Back when I immersed myself in the studies of psychology, I was exposed to the understanding of how our defense mechanism reacts to a new or unwanted situation- fight or flight. In the most recent years, I can honestly say how grateful I am that a third concept was discriminately added- freeze.
Understandably so, this last piece to what I always felt had been missing in my studies (applause to the expanded addition confirmed in animals in the 70’s connected to now the physiological reactions in humans in the new millennium) regarded situations where fallen victims either fight off unwanted situations or take flight from such predicament. It’s what I somehow questioned in my mind as to the term to use when you neither fight or flight. “What if your body just freaks out and does… nothing?” I would sit there and wonder, knowing through my own reactions in life, that there was that other piece. I would have suggested that “f” word that came to my mind. Hence, freak out. I am thankful some ingenious came up with a more politically correct term, “freeze”.

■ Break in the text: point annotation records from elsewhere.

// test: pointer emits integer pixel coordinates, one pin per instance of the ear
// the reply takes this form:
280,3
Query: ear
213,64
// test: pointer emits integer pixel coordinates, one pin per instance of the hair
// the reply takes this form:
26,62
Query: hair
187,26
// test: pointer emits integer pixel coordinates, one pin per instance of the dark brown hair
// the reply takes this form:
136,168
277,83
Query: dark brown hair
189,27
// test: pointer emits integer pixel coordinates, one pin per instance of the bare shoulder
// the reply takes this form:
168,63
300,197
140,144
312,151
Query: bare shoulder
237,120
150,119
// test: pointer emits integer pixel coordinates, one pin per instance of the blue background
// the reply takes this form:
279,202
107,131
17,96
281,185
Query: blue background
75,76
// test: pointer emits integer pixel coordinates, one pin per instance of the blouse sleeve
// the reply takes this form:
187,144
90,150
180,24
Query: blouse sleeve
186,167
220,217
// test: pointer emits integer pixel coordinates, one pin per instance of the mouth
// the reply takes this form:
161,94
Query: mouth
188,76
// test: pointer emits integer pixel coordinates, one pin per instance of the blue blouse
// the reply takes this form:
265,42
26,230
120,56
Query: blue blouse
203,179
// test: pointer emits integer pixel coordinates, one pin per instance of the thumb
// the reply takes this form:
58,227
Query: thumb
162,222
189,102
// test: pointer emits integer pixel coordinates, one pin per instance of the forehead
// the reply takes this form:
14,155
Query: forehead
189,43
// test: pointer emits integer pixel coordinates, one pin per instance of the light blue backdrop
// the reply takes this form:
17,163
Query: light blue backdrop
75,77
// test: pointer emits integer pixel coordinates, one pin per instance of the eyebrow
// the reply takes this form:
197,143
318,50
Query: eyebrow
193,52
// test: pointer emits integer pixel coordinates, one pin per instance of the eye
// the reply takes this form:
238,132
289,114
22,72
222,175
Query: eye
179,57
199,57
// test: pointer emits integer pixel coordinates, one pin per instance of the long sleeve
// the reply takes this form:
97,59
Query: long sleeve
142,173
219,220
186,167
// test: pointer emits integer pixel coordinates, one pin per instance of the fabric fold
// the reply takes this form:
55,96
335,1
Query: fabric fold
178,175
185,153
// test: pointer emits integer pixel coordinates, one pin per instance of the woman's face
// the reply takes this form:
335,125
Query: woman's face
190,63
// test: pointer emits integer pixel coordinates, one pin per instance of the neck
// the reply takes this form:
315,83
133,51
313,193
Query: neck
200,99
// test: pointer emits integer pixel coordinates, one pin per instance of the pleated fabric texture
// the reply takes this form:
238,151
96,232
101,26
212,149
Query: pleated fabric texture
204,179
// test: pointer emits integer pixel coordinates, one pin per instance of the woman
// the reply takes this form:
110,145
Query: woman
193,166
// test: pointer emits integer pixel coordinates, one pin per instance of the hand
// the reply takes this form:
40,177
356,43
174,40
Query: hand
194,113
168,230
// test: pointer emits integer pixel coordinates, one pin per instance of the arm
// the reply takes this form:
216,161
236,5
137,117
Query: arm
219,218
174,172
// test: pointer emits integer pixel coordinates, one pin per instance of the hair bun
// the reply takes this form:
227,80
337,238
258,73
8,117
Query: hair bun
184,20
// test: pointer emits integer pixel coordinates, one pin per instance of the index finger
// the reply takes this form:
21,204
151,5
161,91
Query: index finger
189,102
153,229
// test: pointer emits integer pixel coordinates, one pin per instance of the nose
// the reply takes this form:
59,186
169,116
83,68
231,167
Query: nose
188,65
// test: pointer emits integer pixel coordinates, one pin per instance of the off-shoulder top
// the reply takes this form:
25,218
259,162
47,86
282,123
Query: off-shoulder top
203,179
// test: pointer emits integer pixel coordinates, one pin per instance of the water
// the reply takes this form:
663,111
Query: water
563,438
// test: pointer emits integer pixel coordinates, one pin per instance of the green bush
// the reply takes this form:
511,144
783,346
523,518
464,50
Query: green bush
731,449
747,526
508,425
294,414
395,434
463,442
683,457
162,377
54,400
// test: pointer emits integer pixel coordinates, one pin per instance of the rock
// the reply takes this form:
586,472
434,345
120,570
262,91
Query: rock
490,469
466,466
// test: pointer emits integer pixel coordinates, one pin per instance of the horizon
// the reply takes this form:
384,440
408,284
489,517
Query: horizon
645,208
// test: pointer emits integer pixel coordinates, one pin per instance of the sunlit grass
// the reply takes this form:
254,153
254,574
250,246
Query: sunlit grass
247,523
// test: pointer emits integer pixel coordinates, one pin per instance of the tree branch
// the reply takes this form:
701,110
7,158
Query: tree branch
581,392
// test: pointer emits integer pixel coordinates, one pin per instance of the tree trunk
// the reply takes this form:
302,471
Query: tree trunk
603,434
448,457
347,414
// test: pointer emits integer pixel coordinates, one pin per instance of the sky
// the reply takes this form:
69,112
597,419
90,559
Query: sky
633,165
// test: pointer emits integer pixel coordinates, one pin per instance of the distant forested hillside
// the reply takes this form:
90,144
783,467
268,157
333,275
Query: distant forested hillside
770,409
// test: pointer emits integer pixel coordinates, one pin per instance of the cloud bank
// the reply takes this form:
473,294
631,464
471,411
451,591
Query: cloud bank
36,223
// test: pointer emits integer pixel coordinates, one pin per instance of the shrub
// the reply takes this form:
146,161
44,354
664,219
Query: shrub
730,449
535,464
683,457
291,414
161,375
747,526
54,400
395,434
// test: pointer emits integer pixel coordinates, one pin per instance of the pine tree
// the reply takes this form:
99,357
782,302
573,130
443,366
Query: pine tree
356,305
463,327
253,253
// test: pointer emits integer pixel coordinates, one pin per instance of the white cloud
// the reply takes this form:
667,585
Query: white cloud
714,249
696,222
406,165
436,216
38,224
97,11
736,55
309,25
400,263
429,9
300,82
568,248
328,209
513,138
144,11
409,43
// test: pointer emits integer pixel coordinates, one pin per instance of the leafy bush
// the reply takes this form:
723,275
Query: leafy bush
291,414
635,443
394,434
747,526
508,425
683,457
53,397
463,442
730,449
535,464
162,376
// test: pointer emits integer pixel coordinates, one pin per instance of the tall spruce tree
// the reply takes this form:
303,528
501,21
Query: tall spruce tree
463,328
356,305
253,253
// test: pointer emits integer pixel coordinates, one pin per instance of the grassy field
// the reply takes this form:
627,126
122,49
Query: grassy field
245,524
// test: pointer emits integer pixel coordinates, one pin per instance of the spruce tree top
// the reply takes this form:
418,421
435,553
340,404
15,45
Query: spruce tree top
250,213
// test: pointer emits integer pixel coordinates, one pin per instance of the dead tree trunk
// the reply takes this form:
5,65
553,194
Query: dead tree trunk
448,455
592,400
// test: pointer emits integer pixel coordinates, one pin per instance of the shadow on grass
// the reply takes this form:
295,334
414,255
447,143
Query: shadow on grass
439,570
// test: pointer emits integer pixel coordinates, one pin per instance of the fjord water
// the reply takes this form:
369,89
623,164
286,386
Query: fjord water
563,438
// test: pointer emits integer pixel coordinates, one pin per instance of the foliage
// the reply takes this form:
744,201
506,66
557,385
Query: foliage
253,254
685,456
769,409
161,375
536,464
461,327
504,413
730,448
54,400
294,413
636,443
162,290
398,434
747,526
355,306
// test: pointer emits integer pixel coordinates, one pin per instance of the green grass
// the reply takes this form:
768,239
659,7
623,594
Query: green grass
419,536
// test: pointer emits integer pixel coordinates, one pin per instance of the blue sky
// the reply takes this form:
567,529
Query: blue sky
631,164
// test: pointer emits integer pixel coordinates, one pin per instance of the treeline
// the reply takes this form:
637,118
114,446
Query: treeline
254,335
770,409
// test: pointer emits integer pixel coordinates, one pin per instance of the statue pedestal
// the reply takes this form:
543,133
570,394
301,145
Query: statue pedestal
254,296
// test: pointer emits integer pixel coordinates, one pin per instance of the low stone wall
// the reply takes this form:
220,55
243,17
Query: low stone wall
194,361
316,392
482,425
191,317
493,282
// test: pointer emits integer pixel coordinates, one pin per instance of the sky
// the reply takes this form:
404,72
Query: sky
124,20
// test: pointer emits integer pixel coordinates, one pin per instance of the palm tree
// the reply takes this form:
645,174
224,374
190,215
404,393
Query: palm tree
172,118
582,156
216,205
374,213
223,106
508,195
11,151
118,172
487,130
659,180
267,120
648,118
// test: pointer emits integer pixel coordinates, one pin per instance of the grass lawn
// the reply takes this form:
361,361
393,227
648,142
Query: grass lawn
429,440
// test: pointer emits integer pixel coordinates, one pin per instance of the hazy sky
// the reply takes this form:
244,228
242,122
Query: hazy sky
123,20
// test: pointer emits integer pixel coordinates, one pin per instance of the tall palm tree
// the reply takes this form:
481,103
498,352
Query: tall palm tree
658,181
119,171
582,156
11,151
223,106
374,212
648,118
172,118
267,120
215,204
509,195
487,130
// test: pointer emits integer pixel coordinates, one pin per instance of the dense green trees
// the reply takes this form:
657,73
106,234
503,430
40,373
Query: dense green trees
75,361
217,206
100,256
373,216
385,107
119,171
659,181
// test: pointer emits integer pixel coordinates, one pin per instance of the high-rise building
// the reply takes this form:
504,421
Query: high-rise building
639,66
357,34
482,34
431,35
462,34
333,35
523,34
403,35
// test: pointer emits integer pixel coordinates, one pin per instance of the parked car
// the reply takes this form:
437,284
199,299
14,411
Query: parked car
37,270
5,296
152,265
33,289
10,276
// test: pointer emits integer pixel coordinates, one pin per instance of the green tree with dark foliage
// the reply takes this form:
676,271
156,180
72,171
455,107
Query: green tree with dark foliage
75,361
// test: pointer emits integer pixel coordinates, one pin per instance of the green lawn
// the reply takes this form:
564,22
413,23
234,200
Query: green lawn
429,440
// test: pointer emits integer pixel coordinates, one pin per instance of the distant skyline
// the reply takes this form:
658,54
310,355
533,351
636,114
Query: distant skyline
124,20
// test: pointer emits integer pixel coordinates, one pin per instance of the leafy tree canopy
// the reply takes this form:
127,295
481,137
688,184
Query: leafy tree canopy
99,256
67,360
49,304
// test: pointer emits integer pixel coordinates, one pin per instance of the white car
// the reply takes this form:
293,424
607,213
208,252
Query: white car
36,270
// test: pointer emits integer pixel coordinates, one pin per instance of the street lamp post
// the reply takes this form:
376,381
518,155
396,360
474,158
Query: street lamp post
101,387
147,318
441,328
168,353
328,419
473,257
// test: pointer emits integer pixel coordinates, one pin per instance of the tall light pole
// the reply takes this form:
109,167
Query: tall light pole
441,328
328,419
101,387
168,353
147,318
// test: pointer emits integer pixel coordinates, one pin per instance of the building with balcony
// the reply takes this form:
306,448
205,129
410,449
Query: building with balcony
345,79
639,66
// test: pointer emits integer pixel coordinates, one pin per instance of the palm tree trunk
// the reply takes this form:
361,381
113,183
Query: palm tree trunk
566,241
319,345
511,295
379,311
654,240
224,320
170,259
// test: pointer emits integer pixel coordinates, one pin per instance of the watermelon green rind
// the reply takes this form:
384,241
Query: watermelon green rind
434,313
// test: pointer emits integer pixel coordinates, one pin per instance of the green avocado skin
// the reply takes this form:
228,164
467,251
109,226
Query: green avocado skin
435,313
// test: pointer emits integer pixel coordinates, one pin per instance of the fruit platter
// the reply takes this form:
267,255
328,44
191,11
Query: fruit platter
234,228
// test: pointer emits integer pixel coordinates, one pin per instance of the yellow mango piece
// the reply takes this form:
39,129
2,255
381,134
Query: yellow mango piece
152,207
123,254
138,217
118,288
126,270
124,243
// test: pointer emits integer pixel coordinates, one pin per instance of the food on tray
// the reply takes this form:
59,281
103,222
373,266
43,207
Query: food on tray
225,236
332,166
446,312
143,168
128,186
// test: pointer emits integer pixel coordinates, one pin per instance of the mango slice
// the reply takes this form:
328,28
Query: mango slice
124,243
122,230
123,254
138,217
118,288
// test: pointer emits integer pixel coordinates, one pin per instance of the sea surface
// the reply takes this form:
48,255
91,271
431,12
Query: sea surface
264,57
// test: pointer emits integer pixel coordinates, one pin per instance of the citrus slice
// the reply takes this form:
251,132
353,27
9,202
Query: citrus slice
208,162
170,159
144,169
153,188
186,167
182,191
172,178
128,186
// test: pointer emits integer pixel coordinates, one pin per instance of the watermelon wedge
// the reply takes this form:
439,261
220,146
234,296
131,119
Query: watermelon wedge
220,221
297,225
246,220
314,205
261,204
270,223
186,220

For those of you who aren’t familiar with the terms fight, flight, or freeze, in physiological perspective (psychosomatic-mind affecting body), since my excuses of five children and other life happenings haven’t afforded me a doctorate degree, I respectfully address these terms in their most simplistic forms. To best address each, I will share moments in life where I exhibited examples of fight, flight, and freeze.
Fight
I was in junior high. After my parents received a mandatory letter of request that I had to return back to my neighborhood school rather than continue to what I had been bused to 45 minutes to and from in my previous school year, I inevitably faced the wrath of what was waiting ahead for me.
In class, I thrived. I loved learning. Still do. It was the passing periods, lunch, before and after school that reminded me what type of physically aggressive neighborhood I was in.
Not even a week went by and I found myself being introduced by a mutual friend to a Chicana (matter-of-fact speaking-no disrespect). Clearly strong in her own reputable stance, she gave me a quick glance and noted, “Yeah. I know who she is.” It didn’t matter what she meant exactly by that statement. That, to me, was the message that I had been marked as a foe, not a friend. It didn’t take less than a month before I found myself facing the fight or flight response to her “invitation”. I knew respect was an issue here. Fleeing today would only mean having to keep doing the same tomorrow for the entire year. In sum, yes. I fought. My defense mechanism took me back to the 45-minute bus ride to my previous school.
Flight
I had attended six different elementary schools before junior high. Needless to say, I was the “new kid” every year. Perhaps having nomadically moved about as a student, my grades did not reflect my true academic prowess. I learned very quickly upon entering fifth grade at this, yet another, new school, that there was a divide between general education and those placed in the Honors program. To my silent humility, the corn-silk hair, green-eyed boy looking my way who spoke each time to me with confidence announced that he was in that Honors class. On the other hand, I had been placed in a class, two teachers dually teaching (I understand it had to have been a tag-team effort now), where I can only remember to be rowdy-obstructive of any enriched learning. While I survived before school, recesses, and lunchtime, it was after school where the “new kid” was outnumbered all the time. Somehow, the kid that I want to swear, had repeated 5th grade several times, was the one who loved taunting me almost on a weekly if not daily basis. What did I do that year to survive? I took the “flight” response. Walking fast or running home was my survival that year.
Freeze
That same year, I befriended someone in my classroom. She was tougher than me, able to stand her ground against others who would try to challenge her. What do others do to break up unity? Turn the united against each other. The only friend I had that year and now we were faced to have a small meeting with one of our teachers. With three other classmates present, it didn’t take long for that small group of girls instigating their thoughts to make it sound as if the whole class was in the room, noisy as usual. I sat there mostly in silence, in disbelief that my good friend had turned against me, being a puppet to the the perpetrators now seemingly her friends. Before I knew it, that good friend of mine had gotten out of her seat to approach me. I stood up, pride and all, thinking nothing but a face to face confrontation to occur. All it took was for someone to say, “Hit her!” Before our teacher could do anything, my dear friend’s right fist landed on my left eye. I saw it coming. In fact, I recall having the opportunity to hit first. I simply froze. I don’t regret it to this day. One friend did the right thing that day.
May your own examples of fight, flight, or freeze continue to take you to the very you you proudly are.